Step 4 — Understanding status indicators¶
Every item in the Vault has a status pill that tells you where it stands.
| Status | What it means |
|---|---|
| Verified | The Engine is confident about this item's identity. It has been matched against Wikidata and enriched with canonical metadata. |
| Provisional | The Engine could not find a Wikidata match. The file's own metadata is being used as the authority. The item is visible in your Library and usable, but metadata may be incomplete or approximate. |
| Needs Review | Something went wrong or the Engine is unsure and wants your input. See below. |
| Quarantined | The file has a problem (corrupt, unreadable, or a type mismatch) and has been set aside. |
| Pending | The item is still moving through the pipeline. |
Step 5 — Resolving "Needs Review" items¶
A Needs Review status means the Engine ran into a situation it could not resolve on its own. Common reasons include:
- Two or more Wikidata entries matched equally well and the Engine could not decide between them
- The file metadata contained conflicting information
- The media type could not be determined automatically
- The retail provider returned no results and Wikidata found nothing with sufficient confidence
To resolve a Needs Review item:
- Click the item's row in the Vault to open the Detail Drawer on the right.
- Scroll to the Pipeline section.
- Look at the Retail and Wikidata stage entries. Each shows the candidates the Engine found, along with match scores.

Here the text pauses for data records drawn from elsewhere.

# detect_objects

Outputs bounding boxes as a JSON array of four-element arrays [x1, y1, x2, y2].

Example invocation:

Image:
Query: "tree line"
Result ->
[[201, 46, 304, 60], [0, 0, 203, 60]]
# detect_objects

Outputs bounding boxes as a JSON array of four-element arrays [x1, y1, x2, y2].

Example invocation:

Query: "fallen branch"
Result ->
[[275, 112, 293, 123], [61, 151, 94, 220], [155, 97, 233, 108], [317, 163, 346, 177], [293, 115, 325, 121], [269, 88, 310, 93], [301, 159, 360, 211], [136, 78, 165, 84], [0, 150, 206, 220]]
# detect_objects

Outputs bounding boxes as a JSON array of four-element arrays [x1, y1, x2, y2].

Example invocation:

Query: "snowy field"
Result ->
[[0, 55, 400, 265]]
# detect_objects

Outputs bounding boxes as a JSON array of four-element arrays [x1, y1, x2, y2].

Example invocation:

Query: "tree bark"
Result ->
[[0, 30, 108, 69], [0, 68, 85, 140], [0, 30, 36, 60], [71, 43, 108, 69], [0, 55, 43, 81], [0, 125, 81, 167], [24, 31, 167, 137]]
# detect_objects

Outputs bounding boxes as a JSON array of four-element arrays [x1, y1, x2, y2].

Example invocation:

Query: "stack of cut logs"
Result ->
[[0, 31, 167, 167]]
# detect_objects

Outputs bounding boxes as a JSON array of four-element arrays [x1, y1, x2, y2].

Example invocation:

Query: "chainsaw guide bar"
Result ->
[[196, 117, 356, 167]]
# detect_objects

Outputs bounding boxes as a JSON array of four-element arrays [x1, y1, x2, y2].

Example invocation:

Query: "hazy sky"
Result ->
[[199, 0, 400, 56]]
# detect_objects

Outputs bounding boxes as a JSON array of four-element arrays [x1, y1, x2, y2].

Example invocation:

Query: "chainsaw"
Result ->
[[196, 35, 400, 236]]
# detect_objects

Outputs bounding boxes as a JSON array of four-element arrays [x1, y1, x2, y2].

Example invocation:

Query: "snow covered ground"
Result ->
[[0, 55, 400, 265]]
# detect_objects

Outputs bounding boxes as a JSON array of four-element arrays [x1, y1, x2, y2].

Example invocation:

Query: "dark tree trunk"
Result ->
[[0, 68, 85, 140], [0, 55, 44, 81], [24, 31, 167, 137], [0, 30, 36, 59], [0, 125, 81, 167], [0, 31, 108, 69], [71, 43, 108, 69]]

- Pick the correct candidate, or use the manual search to find the right one.
- If nothing matches (for example, an obscure self-published title), click Add Provisional — this pre-fills a form with the file's own metadata for you to correct and confirm.
Once you resolve an item, the Engine re-runs enrichment with your input. The status updates automatically.
Items that could not be matched are not hidden. They are promoted to your Library as Provisional items and pinned at the top of the Vault's "All Media" view with an amber highlight so they are easy to find.
Step 6 — Browse your Library¶
Once files are promoted, they appear on the Home page and on the media lane pages (Books, TV, Movies, and so on).
The Home page surfaces personalised swimlanes — recently added items, things the Engine thinks you might like, and smart groupings based on genre, mood, or creator.
The media lane pages (accessible from the left dock) show everything in a given category, organised into swimlanes by Universe, series, genre, or whatever grouping makes sense for that media type.
Click any item to see its detail page, or return to the Vault to manage your collection.
What to do next¶
- Add more watch folders in Settings → Library Folders.
- If you have items stuck in Needs Review, work through them in the Vault.
- Explore the Settings → Providers screen to configure which external services the Engine uses for enrichment.
- Read How File Ingestion Works for a deeper explanation of the decisions the Engine makes along the way.